Fifa and Sensi united
The convergence of games and films is touched on with playable versions of Tomb Raider, Lego Indy and Lego Star Wars and a darkened viewing room looks at the relationship between television and games with a loop of programmes that includes Five’s Elite expose, Brits Who Made the World and Channel 4’s iconic Games Master.
Towards the end of the exhibition a room emblazoned with ‘Over 18’s Only’ uses games and YouTube clips to explore controversy surrounding titles such as Manhunt 2, GTA, Sony’s apologies to Manchester Cathedral and the infamous Jack Thompson complaining about Bully. The impact of videogames on our health are documented through a wall display of newspaper website screenshots and advertising campaigns such as the Department of Health’s recent Just Do Nothing warnings.
Stickers filled with visitors' thoughts
The exhibition concludes with a nod towards the future of gaming, specifically online distribution, an influx of massively multiplayer titles and the emergence of 3DTV gaming. The gallery also kindly includes a concluding panel promoting the NVA and a wall covered in sticky notes letting the visitor share their earliest memories of gaming.
This was my second visit to the exhibition and I still wasn’t able to spend as much time as I would have liked taking in the encyclopedic offering of detail. There’s enough to read and play to last a whole day and I had to tear myself away from several games. Understandably, not all the games were working and some had just frozen up but at least 80% were fully functional.
Videogame Nation puts into practice lots of elements the NVA has recently been thinking about regarding emulation versus the real thing. Many of the games featured in the exhibition are emulated, particularly the titles originally released for computers such as the BBC Micro, ZX Spectrum and Amiga. Loading times, the need to change cassettes and floppy discs and perhaps sometimes temperamental machines would make using original platforms difficult and costly in a public gallery environment. However, playing Jet Set Willy or Dizzy with a control pad feels inaccurate to the true nature of the original game.

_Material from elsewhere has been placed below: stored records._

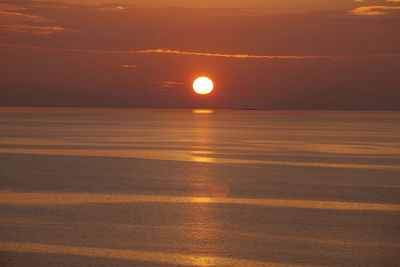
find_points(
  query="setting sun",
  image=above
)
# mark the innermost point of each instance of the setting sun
(203, 86)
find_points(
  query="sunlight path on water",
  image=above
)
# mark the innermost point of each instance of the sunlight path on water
(76, 198)
(177, 155)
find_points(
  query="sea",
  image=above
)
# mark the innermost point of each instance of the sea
(183, 187)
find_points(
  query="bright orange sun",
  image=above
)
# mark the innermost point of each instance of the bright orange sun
(203, 86)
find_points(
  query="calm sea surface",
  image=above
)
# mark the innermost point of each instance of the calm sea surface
(109, 187)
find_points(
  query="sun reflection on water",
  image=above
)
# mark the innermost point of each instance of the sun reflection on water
(202, 111)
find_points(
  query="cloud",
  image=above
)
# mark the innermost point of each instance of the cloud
(127, 66)
(38, 30)
(169, 84)
(374, 10)
(203, 54)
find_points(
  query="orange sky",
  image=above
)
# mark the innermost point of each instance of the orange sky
(341, 54)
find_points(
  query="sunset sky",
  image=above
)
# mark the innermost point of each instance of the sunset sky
(286, 54)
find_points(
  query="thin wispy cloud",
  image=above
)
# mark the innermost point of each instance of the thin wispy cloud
(127, 66)
(169, 84)
(14, 13)
(374, 10)
(39, 30)
(203, 54)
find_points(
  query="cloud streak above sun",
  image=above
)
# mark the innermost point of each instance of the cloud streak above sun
(204, 54)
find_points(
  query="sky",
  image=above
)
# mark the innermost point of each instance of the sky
(263, 54)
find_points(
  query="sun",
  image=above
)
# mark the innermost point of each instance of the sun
(203, 85)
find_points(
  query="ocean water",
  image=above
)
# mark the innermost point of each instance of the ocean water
(138, 187)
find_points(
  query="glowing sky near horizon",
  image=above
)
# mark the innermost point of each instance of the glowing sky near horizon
(316, 54)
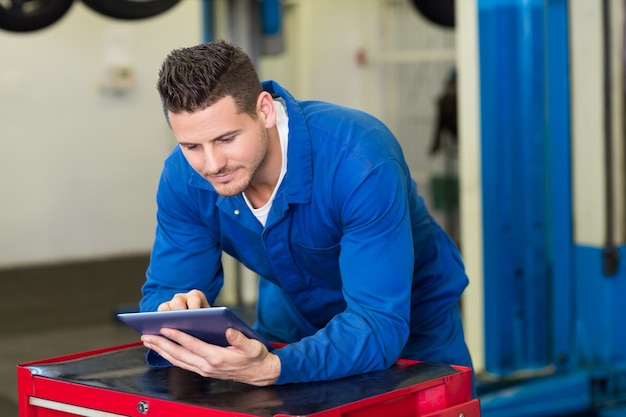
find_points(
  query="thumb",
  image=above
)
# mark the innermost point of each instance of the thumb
(236, 339)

The exhibition also made me think about the best way to present expansive adventure games such as Elite or Broken Sword in a gallery setting. These types of games demand hours of gameplay and a comfy chair, presenting these titles as brief experiences doesn’t do them justice.

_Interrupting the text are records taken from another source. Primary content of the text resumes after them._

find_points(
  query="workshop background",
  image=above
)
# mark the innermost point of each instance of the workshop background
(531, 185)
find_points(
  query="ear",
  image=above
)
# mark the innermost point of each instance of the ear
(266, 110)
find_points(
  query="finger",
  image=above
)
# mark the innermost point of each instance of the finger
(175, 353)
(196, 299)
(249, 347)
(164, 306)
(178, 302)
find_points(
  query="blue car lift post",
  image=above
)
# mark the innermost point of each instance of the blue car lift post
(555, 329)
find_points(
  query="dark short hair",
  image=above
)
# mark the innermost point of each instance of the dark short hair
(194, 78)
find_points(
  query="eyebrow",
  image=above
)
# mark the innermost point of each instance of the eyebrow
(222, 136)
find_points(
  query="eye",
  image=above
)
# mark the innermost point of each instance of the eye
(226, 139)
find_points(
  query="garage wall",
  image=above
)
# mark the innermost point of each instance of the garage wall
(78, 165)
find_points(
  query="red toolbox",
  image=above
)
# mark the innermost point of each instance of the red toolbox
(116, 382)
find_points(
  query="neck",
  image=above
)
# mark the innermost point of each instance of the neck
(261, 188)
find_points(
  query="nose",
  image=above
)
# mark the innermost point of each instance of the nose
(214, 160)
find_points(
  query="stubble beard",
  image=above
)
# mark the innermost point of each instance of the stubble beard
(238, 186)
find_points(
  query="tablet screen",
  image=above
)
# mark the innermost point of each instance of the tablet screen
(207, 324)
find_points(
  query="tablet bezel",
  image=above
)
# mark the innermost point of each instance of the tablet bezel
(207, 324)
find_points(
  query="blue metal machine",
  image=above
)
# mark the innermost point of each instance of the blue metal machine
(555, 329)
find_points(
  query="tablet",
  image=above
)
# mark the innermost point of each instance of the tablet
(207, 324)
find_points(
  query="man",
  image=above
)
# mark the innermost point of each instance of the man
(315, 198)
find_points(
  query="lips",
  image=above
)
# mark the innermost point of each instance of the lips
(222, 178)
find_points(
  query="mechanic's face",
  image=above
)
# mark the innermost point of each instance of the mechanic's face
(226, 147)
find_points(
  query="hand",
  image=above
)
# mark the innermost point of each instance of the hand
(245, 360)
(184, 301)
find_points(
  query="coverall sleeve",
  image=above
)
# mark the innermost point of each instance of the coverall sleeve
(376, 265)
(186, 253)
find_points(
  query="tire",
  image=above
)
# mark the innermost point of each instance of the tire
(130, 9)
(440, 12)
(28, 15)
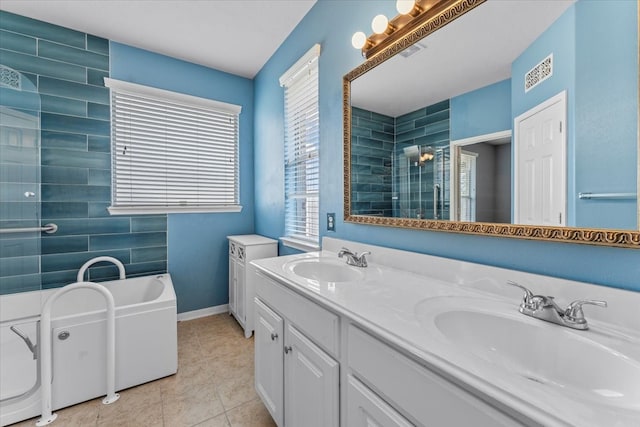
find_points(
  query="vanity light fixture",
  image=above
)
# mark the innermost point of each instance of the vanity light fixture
(379, 24)
(405, 7)
(413, 15)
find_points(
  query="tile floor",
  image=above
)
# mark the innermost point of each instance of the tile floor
(213, 386)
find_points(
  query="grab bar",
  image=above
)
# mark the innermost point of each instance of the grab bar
(590, 196)
(47, 228)
(32, 348)
(46, 367)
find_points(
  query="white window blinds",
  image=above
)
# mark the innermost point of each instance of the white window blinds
(302, 142)
(172, 152)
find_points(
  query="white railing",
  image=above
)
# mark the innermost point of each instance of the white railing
(45, 348)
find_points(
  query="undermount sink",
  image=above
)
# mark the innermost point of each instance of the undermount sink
(325, 270)
(539, 351)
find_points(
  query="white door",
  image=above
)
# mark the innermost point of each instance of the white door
(311, 383)
(540, 164)
(269, 363)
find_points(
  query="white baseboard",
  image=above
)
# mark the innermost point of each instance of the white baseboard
(190, 315)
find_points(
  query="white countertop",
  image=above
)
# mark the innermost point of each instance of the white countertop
(400, 305)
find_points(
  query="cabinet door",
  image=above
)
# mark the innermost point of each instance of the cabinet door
(233, 280)
(311, 383)
(240, 292)
(269, 363)
(366, 409)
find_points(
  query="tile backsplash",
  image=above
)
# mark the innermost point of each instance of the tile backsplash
(68, 68)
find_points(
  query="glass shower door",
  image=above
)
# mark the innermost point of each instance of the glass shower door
(19, 250)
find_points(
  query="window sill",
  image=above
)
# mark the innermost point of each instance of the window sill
(300, 245)
(151, 210)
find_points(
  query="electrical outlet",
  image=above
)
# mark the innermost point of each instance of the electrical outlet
(331, 222)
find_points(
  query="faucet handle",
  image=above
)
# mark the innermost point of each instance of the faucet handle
(363, 260)
(528, 299)
(574, 310)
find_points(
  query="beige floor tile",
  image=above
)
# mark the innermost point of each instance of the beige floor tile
(192, 406)
(236, 391)
(219, 421)
(149, 415)
(83, 414)
(187, 376)
(131, 401)
(251, 414)
(231, 365)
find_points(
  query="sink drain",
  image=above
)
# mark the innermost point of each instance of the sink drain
(535, 379)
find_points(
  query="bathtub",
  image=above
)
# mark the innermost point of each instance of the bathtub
(146, 343)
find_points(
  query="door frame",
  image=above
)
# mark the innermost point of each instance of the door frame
(453, 169)
(558, 98)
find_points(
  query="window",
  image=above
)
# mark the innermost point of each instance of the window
(302, 162)
(172, 152)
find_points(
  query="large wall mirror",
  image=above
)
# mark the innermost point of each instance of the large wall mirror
(511, 118)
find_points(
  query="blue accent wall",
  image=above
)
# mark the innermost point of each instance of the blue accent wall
(198, 255)
(601, 265)
(482, 111)
(607, 81)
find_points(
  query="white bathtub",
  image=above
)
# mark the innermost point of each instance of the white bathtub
(146, 343)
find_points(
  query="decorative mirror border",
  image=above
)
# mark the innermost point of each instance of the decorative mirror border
(414, 33)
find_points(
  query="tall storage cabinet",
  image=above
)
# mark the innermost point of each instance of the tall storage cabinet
(242, 250)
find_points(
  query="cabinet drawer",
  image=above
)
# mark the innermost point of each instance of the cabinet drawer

In a similar vein to the Barbican’s Game On exhibition, Urbis’ Videogame Nation is a comprehensive, labyrinthine history of the British gaming scene that successfully charts the rise of games from the bedroom to the multi-million pound studio. The exhibition narrative takes confusing diversions at times but this is symptomatic of a story that aims to squeeze in every last detail and not leave any part of the history out. One exhibition that I regret never seeing is Pong.Mythos; a diverse collection of art pieces inspired by Pong. Just as every photography, art or film gallery isn’t focussed on covering the entire history of the medium, I’d like to see more videogame exhibitions explore specific themes such as genre or designer.